Badenheim 1939 takes place in an Austrian town in the period immediately following the Anschluss, the German occupation and annexation of Austria, and the German invasion of Poland in September 1939, the “official” start of World War II. Europe’s Jews are very much in Germany’s crosshairs (as well as in the crosshairs of multiple Eastern European nations sympathetic to Hitler’s objective of ridding the continent of Jews), but denial and delusion remain prevalent among many Jewish communities, the citizens of which simply cannot comprehend the totality of the horrors that await them. In Appelfeld’s fictional resort town, home to an annual music festival, the reader is introduced to a conglomeration of mentalities, all of which existed to varying degrees among Germany’s and Austria’s Jewish populations.

Chief among Appelfeld’s characters is Dr. Langmann, whose secularism and devotion to his Austrian heritage will be his ticket, he believes, to safety from the coming disaster. Note, in the following passage, Langmann’s determination to insulate himself from Austria’s rampant anti-Semitism by wrapping himself in the nation’s flag. Having failed to date to convince the authorities that he is Austrian first and last, he cannot escape his Jewish heritage and struggles to convince his fellow citizens of his ethnic purity. Asked by another character, also a physician, of Langmann’s opinion of himself, the latter responds,

I am an Austrian born and bred, and the laws of Austria belong to me as long as I live.

To this, Shutz responds,

But you also happen to be a Jew, if I am not mistaken,

to which Langmann again responds,

A Jew. What does that mean? Perhaps you would be so kind as to tell me what it means?

Dr. Langmann’s futile effort at assimilation mirrored the experiences of many of Germany’s and Austria’s Jews. Convinced that their dedication to their nations would trump their religious identification, these individuals would be forced to confront the reality that, to the governments now in power, they were Jews first and foremost, and no amount of dedication and conviction would erase that fundamental, irrefutable fact.

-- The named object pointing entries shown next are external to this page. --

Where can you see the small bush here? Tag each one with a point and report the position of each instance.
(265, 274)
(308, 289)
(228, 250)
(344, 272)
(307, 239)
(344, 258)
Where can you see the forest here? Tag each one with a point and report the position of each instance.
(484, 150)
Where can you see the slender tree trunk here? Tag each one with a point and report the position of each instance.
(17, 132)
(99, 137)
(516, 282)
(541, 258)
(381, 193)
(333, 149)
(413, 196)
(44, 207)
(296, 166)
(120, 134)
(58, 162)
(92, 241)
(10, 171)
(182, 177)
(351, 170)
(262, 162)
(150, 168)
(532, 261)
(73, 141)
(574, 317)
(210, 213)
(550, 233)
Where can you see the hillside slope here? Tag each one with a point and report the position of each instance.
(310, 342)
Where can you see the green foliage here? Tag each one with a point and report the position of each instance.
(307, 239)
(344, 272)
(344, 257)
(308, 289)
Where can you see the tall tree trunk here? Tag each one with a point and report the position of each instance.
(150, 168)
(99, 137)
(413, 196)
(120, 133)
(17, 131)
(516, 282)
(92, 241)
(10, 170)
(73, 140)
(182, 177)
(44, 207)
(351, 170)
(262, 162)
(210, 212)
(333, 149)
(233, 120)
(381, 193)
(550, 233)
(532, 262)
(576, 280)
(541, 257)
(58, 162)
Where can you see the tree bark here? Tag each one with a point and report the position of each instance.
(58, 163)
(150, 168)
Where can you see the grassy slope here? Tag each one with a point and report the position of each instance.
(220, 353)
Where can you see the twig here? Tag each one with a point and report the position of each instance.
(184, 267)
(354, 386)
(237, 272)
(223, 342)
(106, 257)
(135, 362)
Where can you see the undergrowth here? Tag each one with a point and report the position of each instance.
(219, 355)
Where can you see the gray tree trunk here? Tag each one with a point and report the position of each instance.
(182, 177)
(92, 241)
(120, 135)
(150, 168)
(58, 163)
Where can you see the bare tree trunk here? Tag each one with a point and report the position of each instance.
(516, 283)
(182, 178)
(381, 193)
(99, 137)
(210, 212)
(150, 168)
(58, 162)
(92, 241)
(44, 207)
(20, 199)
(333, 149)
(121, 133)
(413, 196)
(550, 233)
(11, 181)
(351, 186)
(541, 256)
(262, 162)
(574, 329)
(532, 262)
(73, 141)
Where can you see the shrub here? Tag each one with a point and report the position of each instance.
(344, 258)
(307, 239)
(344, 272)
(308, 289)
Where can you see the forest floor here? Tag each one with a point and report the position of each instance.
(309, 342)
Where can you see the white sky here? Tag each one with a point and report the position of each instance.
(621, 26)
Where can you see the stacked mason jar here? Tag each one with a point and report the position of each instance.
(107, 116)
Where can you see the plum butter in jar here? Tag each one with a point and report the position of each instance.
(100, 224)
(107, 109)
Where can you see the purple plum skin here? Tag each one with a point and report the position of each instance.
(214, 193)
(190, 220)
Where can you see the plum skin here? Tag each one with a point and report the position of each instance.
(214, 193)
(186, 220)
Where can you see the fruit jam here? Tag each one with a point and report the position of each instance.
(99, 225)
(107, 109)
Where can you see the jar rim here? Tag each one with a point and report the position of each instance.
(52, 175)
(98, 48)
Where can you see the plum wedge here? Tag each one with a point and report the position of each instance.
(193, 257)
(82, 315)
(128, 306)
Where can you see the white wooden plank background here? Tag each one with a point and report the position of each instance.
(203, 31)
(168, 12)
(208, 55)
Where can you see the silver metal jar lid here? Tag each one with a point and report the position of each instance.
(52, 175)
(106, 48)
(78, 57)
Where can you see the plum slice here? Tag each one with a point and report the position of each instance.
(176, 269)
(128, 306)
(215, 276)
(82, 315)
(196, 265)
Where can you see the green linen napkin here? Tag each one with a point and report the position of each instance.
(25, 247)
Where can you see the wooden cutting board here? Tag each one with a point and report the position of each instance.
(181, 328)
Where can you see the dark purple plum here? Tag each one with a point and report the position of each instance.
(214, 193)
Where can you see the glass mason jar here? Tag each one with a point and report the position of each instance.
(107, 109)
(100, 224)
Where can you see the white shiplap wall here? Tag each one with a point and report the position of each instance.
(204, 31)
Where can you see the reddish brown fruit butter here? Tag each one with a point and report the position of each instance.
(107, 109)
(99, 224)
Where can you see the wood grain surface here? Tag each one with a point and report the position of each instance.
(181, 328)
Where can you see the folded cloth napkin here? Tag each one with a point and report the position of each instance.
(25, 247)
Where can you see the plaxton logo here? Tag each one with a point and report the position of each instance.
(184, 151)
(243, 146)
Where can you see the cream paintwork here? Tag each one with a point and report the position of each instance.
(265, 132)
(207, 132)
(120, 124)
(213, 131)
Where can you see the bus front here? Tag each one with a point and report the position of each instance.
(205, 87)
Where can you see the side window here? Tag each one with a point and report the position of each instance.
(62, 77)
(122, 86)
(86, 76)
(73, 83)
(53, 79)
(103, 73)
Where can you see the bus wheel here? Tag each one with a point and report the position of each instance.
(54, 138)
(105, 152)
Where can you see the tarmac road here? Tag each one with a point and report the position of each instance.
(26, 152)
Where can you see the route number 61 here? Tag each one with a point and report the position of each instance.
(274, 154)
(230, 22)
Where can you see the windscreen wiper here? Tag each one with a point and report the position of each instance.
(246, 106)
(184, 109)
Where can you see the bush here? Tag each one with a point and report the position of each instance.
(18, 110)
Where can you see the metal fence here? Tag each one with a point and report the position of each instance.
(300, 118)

Dr. Langmann’s situation is but one among many in Badenheim 1939. Appelfeld’s novel depicts characters that represent numerous psychological profiles, including the perennially paranoid Trude, wife of the town’s pharmacist, who cannot see any silver linings around the clouds hovering above. The novel’s reigning optimist, Dr. Pappenheim, eventually begins to acknowledge the hopelessness of the situation, a scene depicted with the appearance of an aging, wheelchair-bound rabbi, and a hoped-for return on the part of some to their native Poland—the next target of Germany’s territorial and genocidal aims. Confronted with the realization that there was nowhere to go and that the only world these people knew had turned against them, Appelfeld’s omniscient narrator observes,

Even Dr. Pappenheim’s optimism faded. The pastry shop owner waved his fists in the direction of the hotel, in fact, in the direction of Pappenheim, and vowed to kill him.

Badenheim 1939 is considered a great book about the Holocaust because it so perfectly captures the disintegration of once-vibrant communities in the face of murderous, state-sanctioned racism. It employs comedic devices and creates a surrealistic atmosphere. It depicts the proverbial "wandering Jews," a desperate people fleeing persecution only to find it where ever they go, with the ultimate manifestation of inhumanity looming right around the corner. Whether Badenheim 1939 is “the best” book about the Holocaust is open to debate.